Due to multiple markers that can indicate different tumor clones/lineages (in the same mass) and due to cell-level spatial resolution, we will be able to assess possible configurations of tumor tissue that impede leukocyte access and effective immune surveillance, even when the patient's immune system itself is functioning normally. For example, in preliminary analysis we have observed possible instances of an MHCI-negative tumor layer or clone that physically shields the MHCI-positive tumor cells from presumably efficacious cytotoxic T cells at the tumor interface. Finer analysis of the tissue architecture and immune infiltrate may also yield clear indicators of coordination between tumor clones with respect to other disease functions like inducing angiogenesis or promoting proliferation, providing some guidance in prioritizing treatment for one clone over the other.

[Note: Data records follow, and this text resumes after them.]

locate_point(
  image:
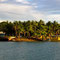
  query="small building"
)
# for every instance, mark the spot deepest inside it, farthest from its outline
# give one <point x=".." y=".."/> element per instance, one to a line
<point x="55" y="38"/>
<point x="2" y="34"/>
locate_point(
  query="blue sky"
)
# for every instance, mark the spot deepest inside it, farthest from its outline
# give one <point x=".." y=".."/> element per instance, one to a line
<point x="47" y="10"/>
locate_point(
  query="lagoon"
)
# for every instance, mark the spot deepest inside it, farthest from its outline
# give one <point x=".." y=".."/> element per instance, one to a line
<point x="29" y="50"/>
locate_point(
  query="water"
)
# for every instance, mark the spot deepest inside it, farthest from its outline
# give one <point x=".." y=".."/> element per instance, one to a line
<point x="29" y="50"/>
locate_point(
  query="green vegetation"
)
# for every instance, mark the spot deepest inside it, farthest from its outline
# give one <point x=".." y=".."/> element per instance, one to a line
<point x="30" y="28"/>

Dr. Saad Nadeem and Dr. James C. Mathews work together at Memorial Sloan Kettering Cancer Center and have been collaborating for the past 8 years. Dr. Saad Nadeem is a computer scientist and an applied mathematician with expertise in medical image analysis. Dr. James C. Mathews is a computational biologist, mathematician, and has strong background in statistical analysis.
We have done the preliminary work for creating the data model and a preliminary version of the LIVE data analysis website with some of the datasets listed above. Given our strong collaboration, technical skills, and the preliminary ground work, we will be able to successfully execute the proposed research project within the timeline listed above.